Au surplus, que le dialecte niçois ne fût pas de l’italien, nous en avons une preuve concluante dans une de ces saillies spirituelles dont la discussion de M. Cavour au Parlement subalpin était souvent émaillée. C’était à la séance du 26 mai 1860 ; on discutait le traité de cession de Nice et de la Savoie. Le député Bottero[1] le combattait passionnément, s’appuyant sur l’argument des origines et de la langue de la population niçoise. L’illustre homme d’Etat, dans sa réplique, n’admettait pas que Nice fût de langue italienne ; entre autres preuves à l’appui de son opinion sur ce point, il citait les noms de divers députés niçois qui, à la Chambre, ne s’étaient jamais exprimés qu’en français ; et il ajoutait très malicieusement : « L’honorable M. Bottero, à dire vrai, s’exprime en italien, mais quand il m’amena une délégation de Niçois il dut me les présenter en français. On me dira : Phénomène naturel dans les confins. Croyez-vous que s’il nous venait des délégués du haut Frioul, ils nous parleraient en allemand ? »

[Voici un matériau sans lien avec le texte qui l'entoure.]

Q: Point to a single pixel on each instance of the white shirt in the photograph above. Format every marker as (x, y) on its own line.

Et d’ailleurs, il y a, en fait d’agglomérations nationales, un principe qui domine tous les autres, sans en excepter celui des origines et de la langue : c’est le principe du consentement des populations. Or les Niçois ont prouvé par leur vote qu’ils voulaient cesser d’être Piémontais pour devenir Français. Laissons donc de côté la nationalité de Nice, question que je traiterai en temps et lieu opportuns avec toute l’ampleur nécessaire.

  1. M. Bottero, fondateur de la Gazzetta del Popolo, dont il est encore directeur aujourd’hui, est demeuré fidèle à ses rancunes d’il y a trente-cinq ans. C’est peut-être, de tous les publicistes italiens, celui qui poursuit la France de la haine la plus profonde et la plus tenace.